The body calls fact and passes n as argument register $a0 and the instruction address (where to return to in the body) as return address register $ra. The stack in adjusted by 8 (which is decremented from the stack pointer $sp) making way for two 4 byte words.

$slti checks if the argument register $a0 is greater then one. If it is register temporary register $t0 is annotated true by recieving the value of zero. The beq instruction tests for the false value by looking for one in that register.
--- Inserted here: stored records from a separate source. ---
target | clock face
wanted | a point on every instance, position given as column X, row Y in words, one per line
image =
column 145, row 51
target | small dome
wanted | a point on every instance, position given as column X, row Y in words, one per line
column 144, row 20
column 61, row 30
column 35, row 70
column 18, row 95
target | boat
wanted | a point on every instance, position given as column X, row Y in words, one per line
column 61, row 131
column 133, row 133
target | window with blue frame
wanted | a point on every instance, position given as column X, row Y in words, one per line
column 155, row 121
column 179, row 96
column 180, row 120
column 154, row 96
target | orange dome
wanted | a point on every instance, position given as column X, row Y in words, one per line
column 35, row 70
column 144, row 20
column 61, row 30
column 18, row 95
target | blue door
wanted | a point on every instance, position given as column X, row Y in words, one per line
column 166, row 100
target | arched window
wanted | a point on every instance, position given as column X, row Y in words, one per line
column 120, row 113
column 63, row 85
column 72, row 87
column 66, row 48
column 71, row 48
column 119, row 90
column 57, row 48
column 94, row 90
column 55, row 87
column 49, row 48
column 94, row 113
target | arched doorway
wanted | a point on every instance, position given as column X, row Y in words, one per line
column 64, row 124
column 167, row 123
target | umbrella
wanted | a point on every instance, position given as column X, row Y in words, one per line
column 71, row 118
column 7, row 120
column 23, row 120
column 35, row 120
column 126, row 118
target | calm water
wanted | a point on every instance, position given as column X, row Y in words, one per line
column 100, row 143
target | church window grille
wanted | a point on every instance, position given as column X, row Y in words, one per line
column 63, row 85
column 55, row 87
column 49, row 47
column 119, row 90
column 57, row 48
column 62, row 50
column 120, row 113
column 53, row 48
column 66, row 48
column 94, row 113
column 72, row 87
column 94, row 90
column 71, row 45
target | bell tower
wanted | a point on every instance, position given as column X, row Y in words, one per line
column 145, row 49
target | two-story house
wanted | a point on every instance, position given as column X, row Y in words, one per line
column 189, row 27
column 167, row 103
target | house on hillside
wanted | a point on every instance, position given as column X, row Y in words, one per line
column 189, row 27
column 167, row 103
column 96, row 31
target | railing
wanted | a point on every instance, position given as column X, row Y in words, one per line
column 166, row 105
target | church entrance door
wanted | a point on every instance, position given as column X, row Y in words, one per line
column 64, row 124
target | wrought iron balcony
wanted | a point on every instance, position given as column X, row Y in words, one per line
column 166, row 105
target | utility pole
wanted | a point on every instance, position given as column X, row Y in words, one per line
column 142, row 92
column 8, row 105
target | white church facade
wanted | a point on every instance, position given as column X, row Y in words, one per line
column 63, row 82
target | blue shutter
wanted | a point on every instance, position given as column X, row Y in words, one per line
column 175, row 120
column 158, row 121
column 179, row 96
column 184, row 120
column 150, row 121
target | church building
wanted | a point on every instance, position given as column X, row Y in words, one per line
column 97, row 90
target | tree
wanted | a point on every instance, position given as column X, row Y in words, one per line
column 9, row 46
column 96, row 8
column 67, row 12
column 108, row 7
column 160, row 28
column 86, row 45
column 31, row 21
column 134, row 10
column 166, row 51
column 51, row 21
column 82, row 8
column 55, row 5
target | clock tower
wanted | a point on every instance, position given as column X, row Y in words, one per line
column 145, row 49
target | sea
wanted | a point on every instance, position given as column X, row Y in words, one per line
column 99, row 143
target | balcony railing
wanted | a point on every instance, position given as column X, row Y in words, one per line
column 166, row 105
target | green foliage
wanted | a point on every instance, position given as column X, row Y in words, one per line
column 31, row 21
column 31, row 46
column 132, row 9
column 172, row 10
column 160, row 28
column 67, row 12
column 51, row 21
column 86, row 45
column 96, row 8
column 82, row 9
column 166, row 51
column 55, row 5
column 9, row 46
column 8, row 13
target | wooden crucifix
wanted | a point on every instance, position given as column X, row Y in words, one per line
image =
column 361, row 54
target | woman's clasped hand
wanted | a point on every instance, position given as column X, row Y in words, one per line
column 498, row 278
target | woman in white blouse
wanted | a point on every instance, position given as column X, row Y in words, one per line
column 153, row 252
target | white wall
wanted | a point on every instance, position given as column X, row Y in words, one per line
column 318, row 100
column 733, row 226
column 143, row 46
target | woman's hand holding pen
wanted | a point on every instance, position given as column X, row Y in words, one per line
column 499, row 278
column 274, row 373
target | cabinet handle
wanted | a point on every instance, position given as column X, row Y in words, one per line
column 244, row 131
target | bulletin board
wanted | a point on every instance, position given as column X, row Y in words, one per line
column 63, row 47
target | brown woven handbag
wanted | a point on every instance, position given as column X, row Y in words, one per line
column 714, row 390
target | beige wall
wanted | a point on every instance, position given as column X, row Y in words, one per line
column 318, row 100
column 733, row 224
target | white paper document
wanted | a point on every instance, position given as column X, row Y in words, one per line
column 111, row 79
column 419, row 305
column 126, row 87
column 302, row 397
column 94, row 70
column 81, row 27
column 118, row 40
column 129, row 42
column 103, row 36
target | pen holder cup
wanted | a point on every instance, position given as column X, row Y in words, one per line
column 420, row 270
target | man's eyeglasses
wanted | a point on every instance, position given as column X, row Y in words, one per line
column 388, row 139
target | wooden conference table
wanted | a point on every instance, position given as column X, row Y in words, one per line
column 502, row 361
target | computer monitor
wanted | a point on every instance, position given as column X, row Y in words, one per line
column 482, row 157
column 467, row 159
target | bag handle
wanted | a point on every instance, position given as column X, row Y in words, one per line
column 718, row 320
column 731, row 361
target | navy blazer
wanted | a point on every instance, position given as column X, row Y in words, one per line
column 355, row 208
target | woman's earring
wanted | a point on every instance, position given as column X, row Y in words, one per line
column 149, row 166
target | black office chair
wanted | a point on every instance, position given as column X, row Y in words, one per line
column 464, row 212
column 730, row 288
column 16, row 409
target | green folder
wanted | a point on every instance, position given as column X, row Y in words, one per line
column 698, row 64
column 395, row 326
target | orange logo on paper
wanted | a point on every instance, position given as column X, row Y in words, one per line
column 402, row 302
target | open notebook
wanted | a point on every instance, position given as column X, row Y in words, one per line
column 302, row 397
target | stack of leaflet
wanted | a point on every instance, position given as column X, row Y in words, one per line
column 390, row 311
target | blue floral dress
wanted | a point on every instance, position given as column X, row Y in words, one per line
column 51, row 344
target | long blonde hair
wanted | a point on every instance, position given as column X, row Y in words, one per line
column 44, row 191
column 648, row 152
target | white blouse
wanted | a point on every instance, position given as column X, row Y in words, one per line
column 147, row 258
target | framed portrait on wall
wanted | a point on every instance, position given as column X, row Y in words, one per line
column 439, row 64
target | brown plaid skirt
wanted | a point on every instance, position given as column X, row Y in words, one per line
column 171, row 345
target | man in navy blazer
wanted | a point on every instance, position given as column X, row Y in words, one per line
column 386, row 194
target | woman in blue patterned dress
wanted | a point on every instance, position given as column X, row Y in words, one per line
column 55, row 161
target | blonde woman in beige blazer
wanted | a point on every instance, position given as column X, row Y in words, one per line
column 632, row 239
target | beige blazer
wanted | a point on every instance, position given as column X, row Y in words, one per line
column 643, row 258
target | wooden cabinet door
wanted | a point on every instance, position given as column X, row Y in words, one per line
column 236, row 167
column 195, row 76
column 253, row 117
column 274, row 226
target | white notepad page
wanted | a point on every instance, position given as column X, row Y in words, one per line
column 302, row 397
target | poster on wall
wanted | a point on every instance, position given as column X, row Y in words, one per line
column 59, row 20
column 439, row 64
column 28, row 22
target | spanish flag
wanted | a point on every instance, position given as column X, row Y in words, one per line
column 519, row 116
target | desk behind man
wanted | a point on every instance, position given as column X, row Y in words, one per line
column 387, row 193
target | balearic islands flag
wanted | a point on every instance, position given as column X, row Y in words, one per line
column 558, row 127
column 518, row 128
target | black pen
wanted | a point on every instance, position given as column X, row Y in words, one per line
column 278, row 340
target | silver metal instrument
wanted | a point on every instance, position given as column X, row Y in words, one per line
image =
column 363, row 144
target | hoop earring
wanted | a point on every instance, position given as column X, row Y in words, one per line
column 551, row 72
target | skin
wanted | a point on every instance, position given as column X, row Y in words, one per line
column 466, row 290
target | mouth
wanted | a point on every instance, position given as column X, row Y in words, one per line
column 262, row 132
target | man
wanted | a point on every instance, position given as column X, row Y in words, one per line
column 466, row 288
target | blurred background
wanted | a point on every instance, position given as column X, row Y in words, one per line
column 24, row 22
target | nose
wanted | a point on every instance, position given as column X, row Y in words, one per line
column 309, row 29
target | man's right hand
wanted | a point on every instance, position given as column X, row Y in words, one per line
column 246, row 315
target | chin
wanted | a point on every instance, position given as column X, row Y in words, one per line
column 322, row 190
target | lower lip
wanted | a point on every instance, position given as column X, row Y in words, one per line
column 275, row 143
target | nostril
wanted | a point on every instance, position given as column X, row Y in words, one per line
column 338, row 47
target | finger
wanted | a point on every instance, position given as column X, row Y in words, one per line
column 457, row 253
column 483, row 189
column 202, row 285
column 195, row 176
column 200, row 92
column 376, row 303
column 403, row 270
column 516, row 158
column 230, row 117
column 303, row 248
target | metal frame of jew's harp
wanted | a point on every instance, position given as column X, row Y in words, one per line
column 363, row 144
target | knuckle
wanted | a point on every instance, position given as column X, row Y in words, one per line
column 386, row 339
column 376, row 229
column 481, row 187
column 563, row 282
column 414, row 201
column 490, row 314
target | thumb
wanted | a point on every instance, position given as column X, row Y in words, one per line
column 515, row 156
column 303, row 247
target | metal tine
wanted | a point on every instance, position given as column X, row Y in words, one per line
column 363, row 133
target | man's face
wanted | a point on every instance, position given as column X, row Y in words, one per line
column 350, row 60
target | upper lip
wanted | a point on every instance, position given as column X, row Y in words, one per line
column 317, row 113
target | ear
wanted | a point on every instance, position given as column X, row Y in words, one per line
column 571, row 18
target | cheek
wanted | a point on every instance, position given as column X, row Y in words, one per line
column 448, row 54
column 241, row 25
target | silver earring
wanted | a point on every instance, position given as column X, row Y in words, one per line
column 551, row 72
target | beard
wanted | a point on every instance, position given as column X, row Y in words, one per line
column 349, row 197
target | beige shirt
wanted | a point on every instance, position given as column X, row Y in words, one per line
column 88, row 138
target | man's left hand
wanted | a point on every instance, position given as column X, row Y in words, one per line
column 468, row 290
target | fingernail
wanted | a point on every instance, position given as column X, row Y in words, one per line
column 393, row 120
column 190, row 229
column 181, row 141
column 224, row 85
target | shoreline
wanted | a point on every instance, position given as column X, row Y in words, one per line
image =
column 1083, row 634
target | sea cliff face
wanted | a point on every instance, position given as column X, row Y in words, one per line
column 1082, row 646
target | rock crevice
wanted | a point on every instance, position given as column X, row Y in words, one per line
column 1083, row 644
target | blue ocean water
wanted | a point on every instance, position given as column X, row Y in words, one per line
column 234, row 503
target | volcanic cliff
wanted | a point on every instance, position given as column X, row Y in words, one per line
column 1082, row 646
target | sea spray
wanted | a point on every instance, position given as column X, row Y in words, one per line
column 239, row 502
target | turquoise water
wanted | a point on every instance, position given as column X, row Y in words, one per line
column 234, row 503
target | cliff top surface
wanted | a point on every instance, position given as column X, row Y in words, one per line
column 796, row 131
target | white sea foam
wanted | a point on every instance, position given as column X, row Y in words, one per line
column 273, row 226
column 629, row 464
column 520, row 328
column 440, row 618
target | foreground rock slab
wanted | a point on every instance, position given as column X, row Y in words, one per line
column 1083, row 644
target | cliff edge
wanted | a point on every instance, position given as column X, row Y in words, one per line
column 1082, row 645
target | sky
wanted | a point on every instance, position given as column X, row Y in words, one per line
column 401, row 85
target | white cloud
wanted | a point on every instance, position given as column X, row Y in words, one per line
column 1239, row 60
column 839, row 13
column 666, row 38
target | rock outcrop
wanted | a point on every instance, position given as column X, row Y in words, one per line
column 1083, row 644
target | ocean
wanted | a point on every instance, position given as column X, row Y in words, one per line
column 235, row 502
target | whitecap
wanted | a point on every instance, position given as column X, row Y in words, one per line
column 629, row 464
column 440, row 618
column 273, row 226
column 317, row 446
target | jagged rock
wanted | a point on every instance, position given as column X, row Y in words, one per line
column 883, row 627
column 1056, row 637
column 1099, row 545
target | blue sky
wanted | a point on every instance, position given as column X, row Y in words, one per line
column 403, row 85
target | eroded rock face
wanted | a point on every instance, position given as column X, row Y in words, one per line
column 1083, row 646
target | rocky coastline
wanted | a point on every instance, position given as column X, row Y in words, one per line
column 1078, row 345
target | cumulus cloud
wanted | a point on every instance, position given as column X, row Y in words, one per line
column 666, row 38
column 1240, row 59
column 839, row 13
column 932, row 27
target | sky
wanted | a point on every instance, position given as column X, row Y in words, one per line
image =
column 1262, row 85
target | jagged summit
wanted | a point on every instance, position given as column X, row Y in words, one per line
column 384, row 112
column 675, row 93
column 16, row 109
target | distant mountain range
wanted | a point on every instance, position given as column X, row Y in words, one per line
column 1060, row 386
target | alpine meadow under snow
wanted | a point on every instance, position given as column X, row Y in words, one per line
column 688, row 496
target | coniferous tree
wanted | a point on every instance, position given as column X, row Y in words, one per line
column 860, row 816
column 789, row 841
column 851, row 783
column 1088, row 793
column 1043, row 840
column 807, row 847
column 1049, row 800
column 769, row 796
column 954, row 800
If it is false it branches to L1 where the return register $v0 gets the value of one the two items in the stack are deleted when the $sp is incremented by 8 (adjusting the stack down by 2 4 byte words) and then the jr command jumped to the register stored in $ra.

If it is$a0 is decremented by one the jal instruction is used to jump to fac and the proses repeats. The problem I have is the load word instructions that follow. Wouldn't the new value for N in $a0 be restored to the old value of N, which was stored as Fact was executed the first time? For instance:

N= 7
N =7 is stored

Is N> 1?

yes N= N-1

Load N (which was stored as 7)

Return $v0 (which was never given a value?) * Old N

Does that make things more clear? Where does my logic go wrong?

 

[Gamingphreek]

I mean only you can determine if the text is too advanced If you are understanding it then keep going through it.

It is my personal opinion that learning the absolute basics first is more beneficial. The logic behind XOR, XNOR; how multiplexing and demultiplexing work.

Additionally, it is going to be very tough for you to understand assembly on a 32-bit architecture like MIPS. There are just a great deal of commands. Without an understanding of jumps and branches and what not, you might find that difficult as well.

It is my view that once you understand stuff like that, as you read through this discussion you can ask yourself why components are where they are in the execution cycle. Why is this switch/gate needed.

Feel free to continue reading and asking questions though. There is a reason these forums are here - we are happy to help

-Kevin

 

[Mothergoose729]

I think I edited my post after you posted. Would mind reading my logic?